I came across diverse piano methods, both classical and alternative. I visited some master classes and was teaching a lot.
Since I am mostly an autodidact, I did lots of reading and researched the Internet to improve. If needed, I also traveled far and wide to find somebody who could help develop my skills.
Learning is an ongoing and never ending process, I don’t feel that I’m at the end of my journey. There is always more to learn. I feel that this is a moment to share what I have learned and present it to a bigger audience.
I hope that many pianists will benefit from it.
People who have had a big impact in my life:
Thank you to Tatjana Nikolajewa and Nina Swetlanova for giving me insight into the great tradition of Russian Piano Playing.
I’m thankful to Peter Feuchtwanger. His sensitive personality and musicianship helped me get back to performing after my accident. He was the first pianist to introduce the “Caved-In Bridge” to me.

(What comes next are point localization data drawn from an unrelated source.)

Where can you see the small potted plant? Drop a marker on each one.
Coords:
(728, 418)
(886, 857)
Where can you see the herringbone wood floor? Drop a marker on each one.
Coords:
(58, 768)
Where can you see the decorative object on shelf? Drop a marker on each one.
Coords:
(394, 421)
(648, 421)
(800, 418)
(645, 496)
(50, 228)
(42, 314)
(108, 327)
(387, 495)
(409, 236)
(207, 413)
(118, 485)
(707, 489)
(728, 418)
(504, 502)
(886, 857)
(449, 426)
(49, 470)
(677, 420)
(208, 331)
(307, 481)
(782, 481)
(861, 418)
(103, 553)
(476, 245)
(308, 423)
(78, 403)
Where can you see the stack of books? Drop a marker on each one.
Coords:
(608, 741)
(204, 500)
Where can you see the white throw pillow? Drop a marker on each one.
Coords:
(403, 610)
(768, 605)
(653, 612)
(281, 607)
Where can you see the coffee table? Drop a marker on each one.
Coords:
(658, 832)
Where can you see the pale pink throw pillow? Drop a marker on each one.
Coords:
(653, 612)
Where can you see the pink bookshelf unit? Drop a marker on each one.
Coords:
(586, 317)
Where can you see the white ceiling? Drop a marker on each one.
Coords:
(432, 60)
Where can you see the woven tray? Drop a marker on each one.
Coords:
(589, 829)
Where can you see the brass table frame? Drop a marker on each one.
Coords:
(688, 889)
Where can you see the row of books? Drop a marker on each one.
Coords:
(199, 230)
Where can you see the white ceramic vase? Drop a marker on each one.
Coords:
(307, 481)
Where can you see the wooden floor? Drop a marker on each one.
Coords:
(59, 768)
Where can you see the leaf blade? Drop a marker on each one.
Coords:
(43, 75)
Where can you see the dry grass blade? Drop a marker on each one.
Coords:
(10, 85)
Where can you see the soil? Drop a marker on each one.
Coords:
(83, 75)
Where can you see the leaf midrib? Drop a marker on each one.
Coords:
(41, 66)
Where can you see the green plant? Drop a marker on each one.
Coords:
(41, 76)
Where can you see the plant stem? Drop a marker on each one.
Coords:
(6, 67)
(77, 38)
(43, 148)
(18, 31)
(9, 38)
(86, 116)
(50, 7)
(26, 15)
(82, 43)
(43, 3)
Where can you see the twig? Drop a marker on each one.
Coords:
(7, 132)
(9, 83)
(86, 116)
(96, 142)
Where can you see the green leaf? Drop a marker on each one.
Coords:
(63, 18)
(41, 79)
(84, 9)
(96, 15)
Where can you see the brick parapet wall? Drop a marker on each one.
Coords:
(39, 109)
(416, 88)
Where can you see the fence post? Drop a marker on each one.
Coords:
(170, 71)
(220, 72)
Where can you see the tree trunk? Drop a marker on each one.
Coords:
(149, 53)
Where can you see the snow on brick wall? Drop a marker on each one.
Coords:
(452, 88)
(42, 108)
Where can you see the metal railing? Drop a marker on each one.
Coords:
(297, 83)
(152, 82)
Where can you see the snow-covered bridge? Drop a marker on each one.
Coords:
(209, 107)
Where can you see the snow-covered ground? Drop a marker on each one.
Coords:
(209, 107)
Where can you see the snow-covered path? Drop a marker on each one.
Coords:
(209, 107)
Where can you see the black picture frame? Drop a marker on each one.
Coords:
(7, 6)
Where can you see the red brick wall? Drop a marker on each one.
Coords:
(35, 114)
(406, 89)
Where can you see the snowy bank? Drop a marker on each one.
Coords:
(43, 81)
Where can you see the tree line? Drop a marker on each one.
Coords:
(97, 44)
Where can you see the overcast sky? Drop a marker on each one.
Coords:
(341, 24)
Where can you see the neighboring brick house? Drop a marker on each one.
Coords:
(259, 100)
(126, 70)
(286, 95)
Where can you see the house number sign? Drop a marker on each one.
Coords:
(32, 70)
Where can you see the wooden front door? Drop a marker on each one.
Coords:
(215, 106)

I’m thankful for having met the highly gifted pianist Dickran Atamian. His inspiration to the concept of the “Perfect Pressure” is a great benefit and has kept me very busy.
I’m thankful to my parents and to all my friends who supported and believed in me throughout the years and gave me hope when I seemed to have lost it.
I’m thankful to myself because I never gave up!
Thanks to my piano, my dearest friend. It is not only my beloved instrument but my personal metaphor for a life's journey from struggle to much more joy!